The mechanisms of radiation resistance in the extreme anti-radiation bacterium Deinococcus radiodurans R1 have fascinated researchers for more than sixty years. In this study, with the DNA microarray data, we first constructed the gene regulatory network in D. radiodurans R1 using Bayesian network approach. The results of our analysis for the gene regulatory network reveal twelve significant mechanisms of radiation resistance in D. radiodurans R1, of which two mechanisms (DNA repair and reactive oxygen species) are consistent with the wellknown knowledge; and two mechanisms (metal ion homeostasis and oxygen transport process) support Daly’s manganese-based radiation protection hypothesis. We also demonstrate that different mechanisms act in concert under the radiation stress in D. radiodurans R1.

Keywords

Mechanisms of radiation resistance; Deinococcus radiodurans R1; Gene Regulatory network; Bayesian network

Introduction

The Gram-positive bacterium Deinococcus radiodurans R1 is the most radiation-resistant organism described to date [1]. The radiation resistance of D. radiodurans R1 makes it an ideal candidate of many applications in fields ranging from environmental biotechnology to health care.

Although D. radiodurans R1 was discovered in 1956 [2], little is known about the mechanisms of radiation resistance in the bacterium till now. To uncover the mechanisms of the radiation resistance in D. radiodurans R1, White et al. [3] sequenced the whole genome of D. radiodurans R1 in 1999. The genome is composed of two chromosomes (2.65 and 0.412 Mb), a megaplasmid (0.177 Mb), and a small plasmid (0.046 Mb). It was expected that the complete genome sequence would shed light on the extraordinary DNA repair capabilities of D. radiodurans R1. However, analysis of the genome sequence did not provide insight into the genetic basis of the DNA repair capabilities [3,4]. In 2007, Griffiths and Gupta [5] identified 399 unique proteins to D. radiodurans R1, but did not illustrate the biological functions of these proteins. The emergence of DNA microarray technology [6] enables researchers to measure all the gene expression levels of an organism simultaneously.
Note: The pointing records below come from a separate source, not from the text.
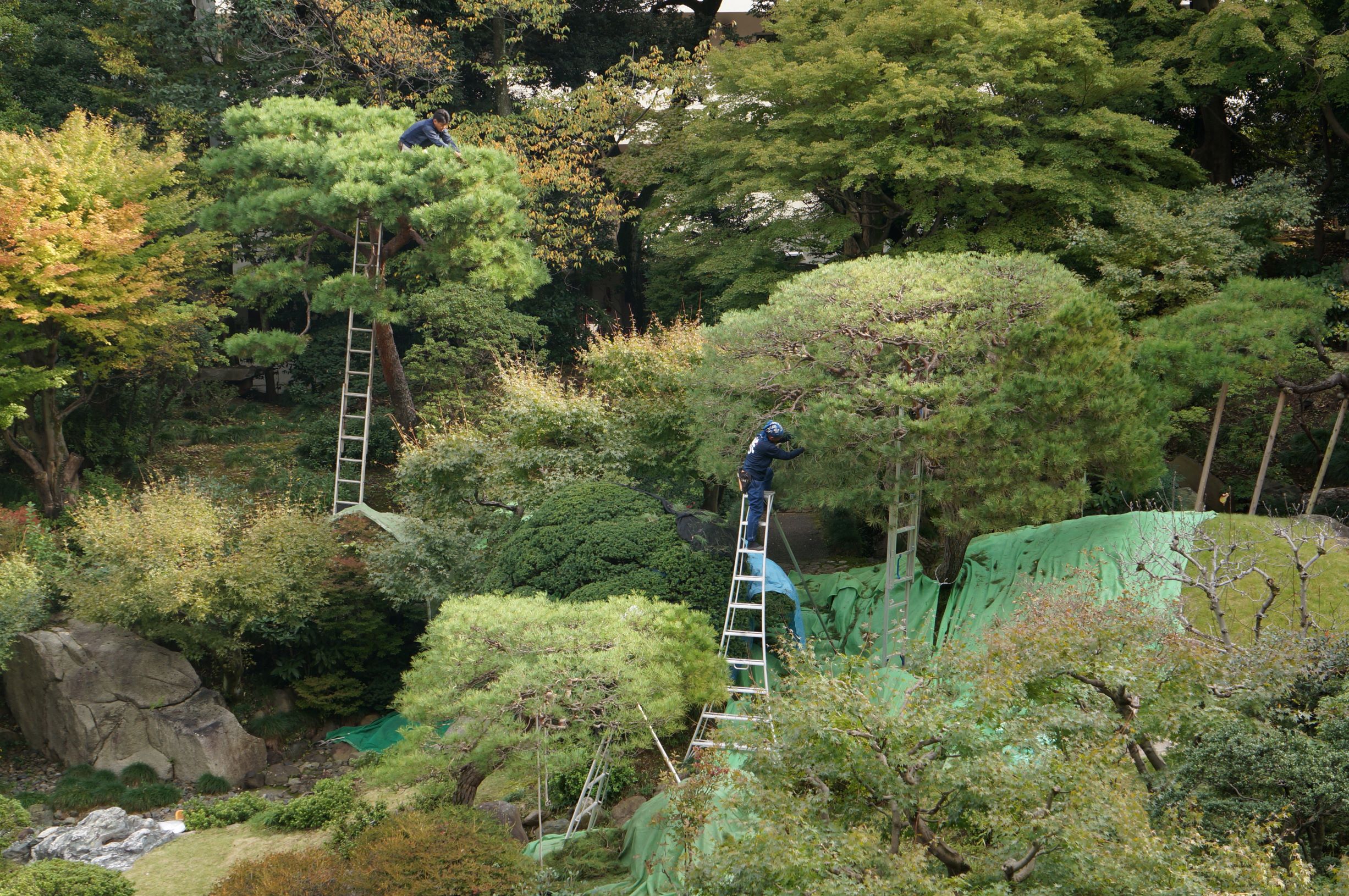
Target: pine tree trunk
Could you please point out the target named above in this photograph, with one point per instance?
(469, 779)
(405, 410)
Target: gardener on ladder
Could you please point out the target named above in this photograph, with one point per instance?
(433, 131)
(757, 474)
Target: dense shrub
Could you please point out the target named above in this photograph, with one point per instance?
(312, 872)
(456, 850)
(58, 877)
(138, 773)
(14, 818)
(201, 815)
(594, 540)
(82, 788)
(331, 802)
(147, 797)
(212, 784)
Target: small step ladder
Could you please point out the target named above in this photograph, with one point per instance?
(358, 382)
(901, 567)
(593, 791)
(746, 617)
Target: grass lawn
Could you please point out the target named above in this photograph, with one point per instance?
(1326, 593)
(192, 864)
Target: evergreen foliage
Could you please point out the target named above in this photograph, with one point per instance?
(533, 681)
(58, 877)
(590, 541)
(882, 127)
(1026, 374)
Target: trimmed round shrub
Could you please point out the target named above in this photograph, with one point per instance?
(138, 773)
(212, 784)
(591, 540)
(58, 877)
(331, 800)
(147, 797)
(201, 815)
(455, 850)
(312, 872)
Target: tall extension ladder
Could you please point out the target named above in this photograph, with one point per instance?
(350, 471)
(745, 618)
(899, 585)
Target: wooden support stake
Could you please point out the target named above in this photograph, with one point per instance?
(1264, 461)
(1213, 443)
(1325, 462)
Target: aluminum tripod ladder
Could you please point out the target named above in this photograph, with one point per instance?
(746, 617)
(593, 791)
(358, 382)
(901, 567)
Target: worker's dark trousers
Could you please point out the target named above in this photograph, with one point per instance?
(756, 499)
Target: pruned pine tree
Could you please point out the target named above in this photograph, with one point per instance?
(311, 169)
(1025, 377)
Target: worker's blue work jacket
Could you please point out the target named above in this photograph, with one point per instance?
(425, 134)
(763, 454)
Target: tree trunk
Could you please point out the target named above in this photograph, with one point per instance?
(501, 88)
(1214, 152)
(56, 470)
(405, 410)
(467, 782)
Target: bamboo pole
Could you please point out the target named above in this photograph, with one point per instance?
(1264, 461)
(1325, 461)
(1213, 443)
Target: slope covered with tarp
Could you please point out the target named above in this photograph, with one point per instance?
(1098, 552)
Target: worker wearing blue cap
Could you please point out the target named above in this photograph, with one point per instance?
(757, 475)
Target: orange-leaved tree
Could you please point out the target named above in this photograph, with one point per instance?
(91, 281)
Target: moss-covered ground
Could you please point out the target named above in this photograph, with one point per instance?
(1328, 591)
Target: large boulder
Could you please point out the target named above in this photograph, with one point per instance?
(103, 695)
(108, 838)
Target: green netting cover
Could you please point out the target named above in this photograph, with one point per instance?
(997, 570)
(378, 736)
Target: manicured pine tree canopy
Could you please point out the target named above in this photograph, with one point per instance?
(311, 168)
(1027, 375)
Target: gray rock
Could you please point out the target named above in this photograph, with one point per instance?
(103, 695)
(279, 775)
(626, 809)
(509, 815)
(21, 850)
(107, 837)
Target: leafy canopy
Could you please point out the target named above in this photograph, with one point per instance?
(177, 565)
(521, 674)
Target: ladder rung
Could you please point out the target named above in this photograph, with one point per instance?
(736, 717)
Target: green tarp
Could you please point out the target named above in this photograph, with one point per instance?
(378, 736)
(1101, 552)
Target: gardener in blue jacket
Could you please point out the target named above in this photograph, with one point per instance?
(433, 131)
(757, 475)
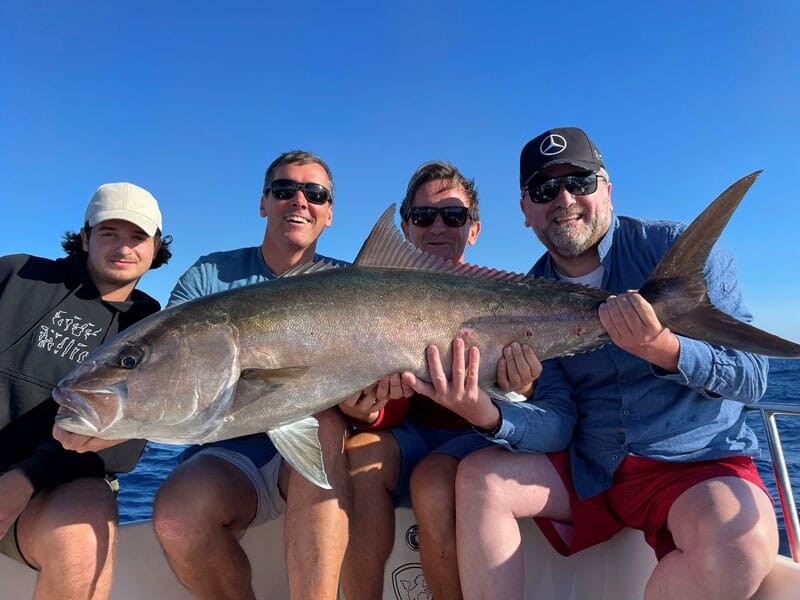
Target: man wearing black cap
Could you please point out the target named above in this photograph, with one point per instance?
(58, 513)
(647, 432)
In 2003, Liu et al. [7] described the transcriptional dynamics in D. radiodurans R1 cultures following exposure to 15 kGy ionizing irradiation. The irradiated culture was then transferred to fresh media to recover. During the recovery, the concentration of 2750 D. radiodurans R1 transcripts relative to the unirradiated control at nine different time points over a 24 hour period were analyzed. The results indicated that 832 genes were induced and 451 genes were repressed at one or more of the time points during the recovery period. Liu et al. [7] analyzed the DNA microarray results using hierarchical clustering. The clustering algorithm is useful in discovering genes that have similar expression patterns over a set of experiments, but difficult to reveal the process of the transcriptional regulation [8]. Due to the large number of loci responding during recovery following irradiation, it is difficult to interpret the significance of these findings.

Currently, two mechanisms explain the radiation resistance in D. radiodurans R1 [1,9]. However, DNA repair system in D. radiodurans R1 seems having no difference with other organisms. The radiationresistant mechanisms in D. radiodurans R1 are far from complete understood. Bayesin network approach [10] is a promising tool for DNA microarray data analysis [11,12] and biological network reconstruction [13-15]. To explore the mechanisms of radiation resistance in D. radiodurans R1, in this study we for the first time reconstructed the D. radiodurans R1 gene regulatory network using Bayesin network approach. Our results revealed more mechanisms involved in radiation-resistant processes in D. radiodurans R1.

Data and Methods

D. radiodurans R1 DNA microarray data

The D. radiodurans R1 DNA microarray data were retrieved from reference [7]. The data include 2750 genes. Each gene contains gene expression values at nine time points.

Reconstruction of D. radiodurans R1 gene regulatory network using Bayesian network approach

Bayesian network is a probabilistic graphical model that represents a set of random variables and their conditional dependencies via a directed acyclic graph (DAG). It consists of two components: the first component is a directed acyclic graph; and the second component is a set of parameters that quantify the network [12]. A Bayesian network is defined as:

Equation

Where:

Xi denotes each variable in DAG, pa(Xi) denotes all parent nodes of Xi.

In this study, we used the R package bnlearn (http://cran.r-project.org/) to learn the Bayesian network structure.

Bootstrap test for the Bayesian network

Bootstrap test for the Bayesian network was performed according to the method proposed by Friedman et al. [16]. In this study, we performed the bootstrap test for 150 times. Pair nodes with edge bootstrap values equal to or larger than 0.85 will be used to reconstruct the gene regulatory network.

Visualization of the gene regulatory network

Visualization of the gene regulatory network was performed using the software Cytoscape 2.8.3 (http://www.cytoscape.org/) [17].

GO term enrichment analysis

To find the significant biological processes in the gene regulatory network, we first annotated the GO terms for each gene via InterProScan tool [18]. Then, we conducted the GO term enrichment analysis using R package topGO (http://www.bioconductor.org/packages/2.12/bioc/html/topGO.html). The significant level for the enrichment is p-value < 0.05.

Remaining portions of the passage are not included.